While my husband is gone it’s just me in this house, which means it’s my job to take out the trash and recycling. Fun.
Each week I empty my trash cans from various rooms in the house and plop my one medium bag of trash into the big bin outside, and wheel it to the curb to sit beside my week’s recycling.
One night during this little walk down the driveway, I thought, “Wow. Should I even take the trash to the curb every week? I only have one bag.”
My next thought: “I’m only one person. Why do I have a whole bag of trash and a decent amount of recycling for just me?”
Good question, if I do say so myself.
And being me, I need to answer my own question and then share with you.

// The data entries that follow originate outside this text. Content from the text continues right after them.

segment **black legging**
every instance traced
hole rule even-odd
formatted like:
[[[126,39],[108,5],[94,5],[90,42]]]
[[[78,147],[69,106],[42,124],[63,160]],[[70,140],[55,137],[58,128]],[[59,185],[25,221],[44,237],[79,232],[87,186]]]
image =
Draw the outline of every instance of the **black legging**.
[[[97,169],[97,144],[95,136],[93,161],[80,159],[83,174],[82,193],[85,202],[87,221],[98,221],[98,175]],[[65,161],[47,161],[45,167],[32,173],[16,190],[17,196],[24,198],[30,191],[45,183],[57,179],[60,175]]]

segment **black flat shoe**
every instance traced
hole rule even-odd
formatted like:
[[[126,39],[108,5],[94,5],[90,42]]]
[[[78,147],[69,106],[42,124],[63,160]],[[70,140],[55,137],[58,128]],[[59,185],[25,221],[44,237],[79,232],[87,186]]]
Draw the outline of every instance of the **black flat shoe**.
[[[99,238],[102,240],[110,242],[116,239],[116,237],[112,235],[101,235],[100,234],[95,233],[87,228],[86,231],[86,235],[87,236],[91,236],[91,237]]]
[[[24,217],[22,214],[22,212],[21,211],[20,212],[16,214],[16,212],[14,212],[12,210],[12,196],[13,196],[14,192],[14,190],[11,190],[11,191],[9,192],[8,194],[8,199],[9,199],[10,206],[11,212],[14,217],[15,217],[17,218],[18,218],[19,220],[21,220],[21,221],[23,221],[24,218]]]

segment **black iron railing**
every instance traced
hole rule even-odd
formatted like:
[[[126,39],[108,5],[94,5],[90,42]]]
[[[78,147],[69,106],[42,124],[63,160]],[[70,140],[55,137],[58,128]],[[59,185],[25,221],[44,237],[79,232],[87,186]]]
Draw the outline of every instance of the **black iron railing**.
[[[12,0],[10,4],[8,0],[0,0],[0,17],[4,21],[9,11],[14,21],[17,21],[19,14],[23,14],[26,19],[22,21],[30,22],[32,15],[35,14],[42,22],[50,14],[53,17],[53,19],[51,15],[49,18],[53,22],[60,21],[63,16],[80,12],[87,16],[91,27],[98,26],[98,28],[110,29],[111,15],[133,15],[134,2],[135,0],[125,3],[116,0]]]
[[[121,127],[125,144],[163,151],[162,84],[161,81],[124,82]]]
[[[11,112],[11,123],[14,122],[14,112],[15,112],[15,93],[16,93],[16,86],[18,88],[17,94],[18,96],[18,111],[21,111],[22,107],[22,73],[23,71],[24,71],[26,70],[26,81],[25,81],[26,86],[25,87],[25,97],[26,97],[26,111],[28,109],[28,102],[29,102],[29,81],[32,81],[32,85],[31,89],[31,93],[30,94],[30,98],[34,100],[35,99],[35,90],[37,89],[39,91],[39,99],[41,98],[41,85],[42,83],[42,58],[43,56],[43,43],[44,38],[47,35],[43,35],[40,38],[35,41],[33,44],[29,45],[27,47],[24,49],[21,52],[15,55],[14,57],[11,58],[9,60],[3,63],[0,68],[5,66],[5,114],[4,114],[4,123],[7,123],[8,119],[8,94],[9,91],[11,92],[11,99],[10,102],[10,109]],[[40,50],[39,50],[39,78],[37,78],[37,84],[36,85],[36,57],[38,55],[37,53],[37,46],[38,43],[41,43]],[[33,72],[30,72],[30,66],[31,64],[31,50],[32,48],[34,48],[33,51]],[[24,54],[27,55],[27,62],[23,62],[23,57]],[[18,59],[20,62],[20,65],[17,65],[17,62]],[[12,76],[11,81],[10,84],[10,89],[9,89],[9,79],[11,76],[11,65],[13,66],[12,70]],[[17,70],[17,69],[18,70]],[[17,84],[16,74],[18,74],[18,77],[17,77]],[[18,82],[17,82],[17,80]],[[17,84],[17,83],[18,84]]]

So, I’ve done a one-week experiment to see just what is filling up my one medium trash bag in only seven days. I compost, I recycle, so what is left?
Well, here you are: one week’s worth of things I threw away (that couldn’t be recycled):
- two plastic sandwich bags
- kleenex (unfortunately more sanitary than hankies and not as gross)
- CVS receipt (Why do these have to be so long?)
- stale crackers
- empty candy bag
- plastic packaging from coffee filters
- two almond containers
- two gum wrappers
- corner of frozen veggie package
- non-recyclable junk mail (Yes, I’m supposed to be on the Do Not Mail lists. It was a hologram postcard … really? Thanks Shark TV.)
- two band-aids (cut finger. sadness)
- Crystal Light Pure package
- 1/2 stale tortilla
- tortilla packaging
- cleaning wipes (I do use sparingly)
- plastic tea bag packaging (Trader Joes – come on!!)
- new contact lens metallic seals
- plastic straw (Did you know they make stainless steel straws? They are great!)
- running shirt tag
- airplane ticket
- coconut oil lid seal
- race bib from my half-marathon
- stale graham crackers and the packaging they came in (I recycled the box)
- Hershey bar wrappers (No judging – I made Smore’s cupcakes for a birthday party.)
- marshmallow fluff lid seal (Again, don’t judge! See above.)
- dress tags (the part that couldn’t be recycled)
- almond milk container
- old rice
- wine cork
- a few pieces of tape
- glossy business cards
- vitamin lid seal
- bottle cap
- end of a candle (wax and wick)
- top of tofu packaging
- Emergen-C packet
- vinegar cap seal
- plastic mesh onion bag
- wax paper
- shreds of plastic from old dog toys
- paper towels (though I try to use them sparingly)
- cupcake sleeves (those Smore’s cupcakes were delish)
- grocery receipts
- fruit snack packaging (I shouldn’t go to the grocery hungry)
- salmon packaging
- old hot dog bun
- old noodles
I didn’t track my recycling though in hindsight I should have. It usually includes food boxes, junk mail, magazines, glass beverage bottles, etc. Another post perhaps? This little experiment makes me want to track how much water I’m wasting too. Yet another blog post in the future … maybe.
I learned a lot on this week-long journey:
- Technically you can recycle sandwich bags. You cannot, however, where I live (only plastics 1 and 2). If you want to reduce, then wash and dry them and use them again.
- You can’t recycle cardboard milk containers – they have wax which makes them non-recyclable.
- You should be able to recycle aluminium foil if it is rinsed. I am not sure if I can in this town so I do it anyway just in case.
- I still can’t figure out if I can recycle those shiny credit card receipts. Anyone know? I always opt out of getting a copy when I have the choice.
- I have a pet peeve against wasting food. However, I waste a lot of food.
- Packaging creates a lot of waste. (In theory I knew this, but it is frustrating when trying not to throw any away.) I’m renewing my resolve to avoid packaging where I can.
- I would love it if my town could recycle even more (such as all plastics 1 through 7) but at least there is a program–my hometown still does not recycle. This continues to sadden me.
- This site has a handy list of what you can and can’t recycle.
- This task was kind of like a food diary – I think much more about what I’m putting in my trashcan when I know I have to write it down and share it.
- I could become a hoarder if I did this every week. I tried very hard to find ways to not throw things away.
Now here is my challenge to you: Keep your own trash diary just for one day to see what you are throwing away, and during the process think about how you could make your trash bag a little less plump.
And, let me know if you have any good, easy tips for reducing my own bag of trash.
PS: I stumbled across this blog in my research of what I could/couldn’t recycle: Talkin Trash: A practical peek into the Montgomery County, MD, Division of Solid Waste Services. Very interesting posts on recycling and good advice!